Lettre ouverte aux anglophones de souche

Vous n'aurez plus de pays

Chronique de Pierre Gouin

Je m’adresse à vous, membre de la communauté anglophone du Québec, pour vous rappeler le statut particulier que vous confère votre appartenance historique à la société québécoise. Ce statut a été reconnu officiellement, notamment dans les dispositions de la loi 101 sur la langue française mais, plus fondamentalement, il est pleinement accepté depuis très longtemps par la population francophone. Je crois que vous avez ressenti cette reconnaissance historique mais la situation est sans doute devenue plus confuse au cours des dernières décennies. Vous êtes inévitablement associés à un groupe plus large constitué de tous les citoyens dont la langue d’usage est l’anglais.
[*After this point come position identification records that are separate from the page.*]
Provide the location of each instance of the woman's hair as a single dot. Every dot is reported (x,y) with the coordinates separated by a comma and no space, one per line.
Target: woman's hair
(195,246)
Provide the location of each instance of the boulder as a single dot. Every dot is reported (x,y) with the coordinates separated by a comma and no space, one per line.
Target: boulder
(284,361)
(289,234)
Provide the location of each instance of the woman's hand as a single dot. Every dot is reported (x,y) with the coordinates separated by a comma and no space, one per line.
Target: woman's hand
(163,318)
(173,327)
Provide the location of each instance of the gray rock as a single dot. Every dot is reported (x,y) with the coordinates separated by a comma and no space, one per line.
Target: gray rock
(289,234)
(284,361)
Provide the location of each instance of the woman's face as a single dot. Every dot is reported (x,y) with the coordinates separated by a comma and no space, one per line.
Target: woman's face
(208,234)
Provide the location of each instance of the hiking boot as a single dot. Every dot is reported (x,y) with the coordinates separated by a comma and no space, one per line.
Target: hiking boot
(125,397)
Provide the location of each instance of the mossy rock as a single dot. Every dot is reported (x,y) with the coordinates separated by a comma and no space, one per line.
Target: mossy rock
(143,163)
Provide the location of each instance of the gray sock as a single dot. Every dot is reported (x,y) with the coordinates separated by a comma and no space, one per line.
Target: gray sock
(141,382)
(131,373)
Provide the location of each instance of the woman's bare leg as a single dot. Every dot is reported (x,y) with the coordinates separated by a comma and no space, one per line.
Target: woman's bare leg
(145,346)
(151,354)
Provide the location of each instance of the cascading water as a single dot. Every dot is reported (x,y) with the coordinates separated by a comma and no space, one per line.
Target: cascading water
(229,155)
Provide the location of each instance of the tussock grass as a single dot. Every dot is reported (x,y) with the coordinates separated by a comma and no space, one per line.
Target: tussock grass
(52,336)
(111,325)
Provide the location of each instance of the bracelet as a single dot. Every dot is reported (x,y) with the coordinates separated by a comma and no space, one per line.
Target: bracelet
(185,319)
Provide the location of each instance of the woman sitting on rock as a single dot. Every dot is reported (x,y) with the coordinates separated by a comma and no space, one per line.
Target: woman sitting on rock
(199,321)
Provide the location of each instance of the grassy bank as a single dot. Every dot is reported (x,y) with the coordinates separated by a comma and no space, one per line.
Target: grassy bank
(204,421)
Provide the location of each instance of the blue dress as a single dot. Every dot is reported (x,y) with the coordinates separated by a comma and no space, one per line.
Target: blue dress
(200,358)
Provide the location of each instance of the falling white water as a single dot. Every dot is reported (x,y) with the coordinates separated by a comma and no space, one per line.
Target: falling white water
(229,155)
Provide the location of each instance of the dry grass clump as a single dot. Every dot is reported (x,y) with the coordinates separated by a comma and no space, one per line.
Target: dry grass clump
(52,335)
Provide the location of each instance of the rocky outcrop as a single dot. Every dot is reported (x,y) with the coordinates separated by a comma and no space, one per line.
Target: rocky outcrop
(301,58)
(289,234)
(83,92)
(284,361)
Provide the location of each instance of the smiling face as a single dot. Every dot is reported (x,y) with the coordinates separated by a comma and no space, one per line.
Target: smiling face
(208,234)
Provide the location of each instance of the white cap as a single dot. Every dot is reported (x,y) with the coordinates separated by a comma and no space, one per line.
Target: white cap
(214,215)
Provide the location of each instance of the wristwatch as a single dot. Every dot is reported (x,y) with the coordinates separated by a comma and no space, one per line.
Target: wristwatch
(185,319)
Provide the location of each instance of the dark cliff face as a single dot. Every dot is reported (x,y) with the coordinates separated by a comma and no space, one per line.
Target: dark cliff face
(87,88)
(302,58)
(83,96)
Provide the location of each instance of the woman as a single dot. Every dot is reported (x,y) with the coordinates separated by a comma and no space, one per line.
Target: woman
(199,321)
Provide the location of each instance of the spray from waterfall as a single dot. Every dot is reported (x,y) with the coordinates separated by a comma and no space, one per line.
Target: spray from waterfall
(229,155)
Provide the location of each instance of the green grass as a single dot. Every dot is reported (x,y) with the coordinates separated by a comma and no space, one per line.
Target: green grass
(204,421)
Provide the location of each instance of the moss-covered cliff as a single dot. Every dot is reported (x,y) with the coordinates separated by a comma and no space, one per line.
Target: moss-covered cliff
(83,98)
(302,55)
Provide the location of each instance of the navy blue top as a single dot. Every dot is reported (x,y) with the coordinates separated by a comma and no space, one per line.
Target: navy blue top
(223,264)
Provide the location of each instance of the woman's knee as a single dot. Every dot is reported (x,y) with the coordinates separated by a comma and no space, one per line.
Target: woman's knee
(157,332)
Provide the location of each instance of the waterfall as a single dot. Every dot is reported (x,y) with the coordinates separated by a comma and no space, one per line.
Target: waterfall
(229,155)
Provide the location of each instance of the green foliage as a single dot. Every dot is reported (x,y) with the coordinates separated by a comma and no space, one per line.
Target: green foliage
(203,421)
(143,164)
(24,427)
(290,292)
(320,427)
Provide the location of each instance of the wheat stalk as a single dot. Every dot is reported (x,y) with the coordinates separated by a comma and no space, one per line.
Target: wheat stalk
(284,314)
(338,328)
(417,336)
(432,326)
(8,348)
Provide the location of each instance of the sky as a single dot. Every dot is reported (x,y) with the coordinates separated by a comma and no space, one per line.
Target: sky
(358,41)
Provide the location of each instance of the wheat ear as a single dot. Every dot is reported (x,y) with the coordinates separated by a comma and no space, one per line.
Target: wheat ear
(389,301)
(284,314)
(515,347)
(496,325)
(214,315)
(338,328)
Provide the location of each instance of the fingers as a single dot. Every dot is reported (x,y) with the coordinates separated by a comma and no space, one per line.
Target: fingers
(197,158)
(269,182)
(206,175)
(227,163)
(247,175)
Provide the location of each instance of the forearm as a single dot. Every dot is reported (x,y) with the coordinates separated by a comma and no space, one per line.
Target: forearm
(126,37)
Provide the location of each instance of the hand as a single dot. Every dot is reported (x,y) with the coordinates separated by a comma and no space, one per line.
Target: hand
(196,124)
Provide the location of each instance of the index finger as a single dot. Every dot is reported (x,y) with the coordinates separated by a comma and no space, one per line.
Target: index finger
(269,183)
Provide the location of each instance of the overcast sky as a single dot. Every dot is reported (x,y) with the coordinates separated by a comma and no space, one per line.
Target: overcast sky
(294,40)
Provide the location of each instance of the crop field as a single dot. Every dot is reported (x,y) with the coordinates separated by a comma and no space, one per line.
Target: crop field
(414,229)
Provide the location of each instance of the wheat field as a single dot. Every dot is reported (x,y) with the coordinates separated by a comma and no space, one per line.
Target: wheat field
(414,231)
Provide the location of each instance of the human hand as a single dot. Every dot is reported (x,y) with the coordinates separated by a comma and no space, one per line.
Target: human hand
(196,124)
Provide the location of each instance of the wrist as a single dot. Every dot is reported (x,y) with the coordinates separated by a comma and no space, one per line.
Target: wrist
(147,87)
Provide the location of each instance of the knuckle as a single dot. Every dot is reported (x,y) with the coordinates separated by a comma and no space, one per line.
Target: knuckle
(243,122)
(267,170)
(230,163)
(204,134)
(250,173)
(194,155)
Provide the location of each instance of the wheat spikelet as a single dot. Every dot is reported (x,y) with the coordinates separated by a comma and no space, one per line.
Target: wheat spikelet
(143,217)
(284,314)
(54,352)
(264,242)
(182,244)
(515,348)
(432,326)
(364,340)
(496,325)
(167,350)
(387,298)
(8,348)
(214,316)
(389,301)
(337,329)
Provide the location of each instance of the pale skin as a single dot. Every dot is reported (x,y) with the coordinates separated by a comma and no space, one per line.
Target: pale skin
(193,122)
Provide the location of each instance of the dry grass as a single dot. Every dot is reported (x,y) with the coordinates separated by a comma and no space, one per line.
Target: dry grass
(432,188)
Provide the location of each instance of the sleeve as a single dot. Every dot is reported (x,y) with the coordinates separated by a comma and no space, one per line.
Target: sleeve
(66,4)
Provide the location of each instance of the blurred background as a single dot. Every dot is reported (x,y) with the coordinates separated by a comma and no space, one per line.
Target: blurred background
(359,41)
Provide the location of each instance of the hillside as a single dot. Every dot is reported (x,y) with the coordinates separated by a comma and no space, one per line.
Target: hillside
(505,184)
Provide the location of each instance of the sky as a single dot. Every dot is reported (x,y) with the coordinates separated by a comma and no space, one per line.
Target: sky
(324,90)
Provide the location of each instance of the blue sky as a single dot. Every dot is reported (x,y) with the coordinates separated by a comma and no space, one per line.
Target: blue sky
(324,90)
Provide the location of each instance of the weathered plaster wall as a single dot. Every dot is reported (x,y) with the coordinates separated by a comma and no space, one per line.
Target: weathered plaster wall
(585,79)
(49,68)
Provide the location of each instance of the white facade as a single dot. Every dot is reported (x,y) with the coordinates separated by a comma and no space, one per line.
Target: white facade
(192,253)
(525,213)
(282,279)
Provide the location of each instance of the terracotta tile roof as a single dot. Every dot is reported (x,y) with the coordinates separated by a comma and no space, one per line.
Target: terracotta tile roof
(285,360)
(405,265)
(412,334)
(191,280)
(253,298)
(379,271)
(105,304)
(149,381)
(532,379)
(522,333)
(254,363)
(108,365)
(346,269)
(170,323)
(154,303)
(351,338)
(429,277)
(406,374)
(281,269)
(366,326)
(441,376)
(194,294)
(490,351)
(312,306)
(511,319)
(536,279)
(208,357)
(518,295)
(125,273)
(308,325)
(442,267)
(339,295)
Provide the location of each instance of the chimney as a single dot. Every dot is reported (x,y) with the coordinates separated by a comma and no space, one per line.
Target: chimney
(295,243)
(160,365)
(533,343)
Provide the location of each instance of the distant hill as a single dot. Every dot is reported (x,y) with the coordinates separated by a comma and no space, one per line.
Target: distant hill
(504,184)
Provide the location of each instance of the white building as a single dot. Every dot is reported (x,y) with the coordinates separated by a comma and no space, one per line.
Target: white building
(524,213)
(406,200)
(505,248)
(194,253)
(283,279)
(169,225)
Des membres de la communauté anglophone n’acceptent pas le statut de minoritaire au Québec et voient plutôt les Québécois comme minoritaires dans le Canada. Ils souhaitent vivre dans un Québec officiellement bilingue, sans pouvoirs particuliers par rapport aux autres provinces canadiennes, et ils cherchent à intégrer tous les nouveaux arrivants à cette lutte politique, hostile aux Québécois francophones.


Ces militants ont certainement droit à leur opinion mais vous êtes ainsi associés à une lutte politique qui n’est pas nécessairement la vôtre. Vous avez un pays ici, vous êtes bien intégrés, vous savez que la prédominance du français ne vous gêne pas, vos droits sont respectés et vous ne ressentez pas d’animosité. Je crois que c’est un bon moment pour réfléchir à votre situation politique alors que le calme qu’on observait sur le plan constitutionnel tire à sa fin. Les libéraux provinciaux ont été chassés du pouvoir parce qu’ils ont ignorés les revendications du Québec et, par la suite, la CAQ a ravivé les sentiments nationalistes et préparé des affrontements majeurs avec Ottawa sur la laïcité, la langue et l’immigration.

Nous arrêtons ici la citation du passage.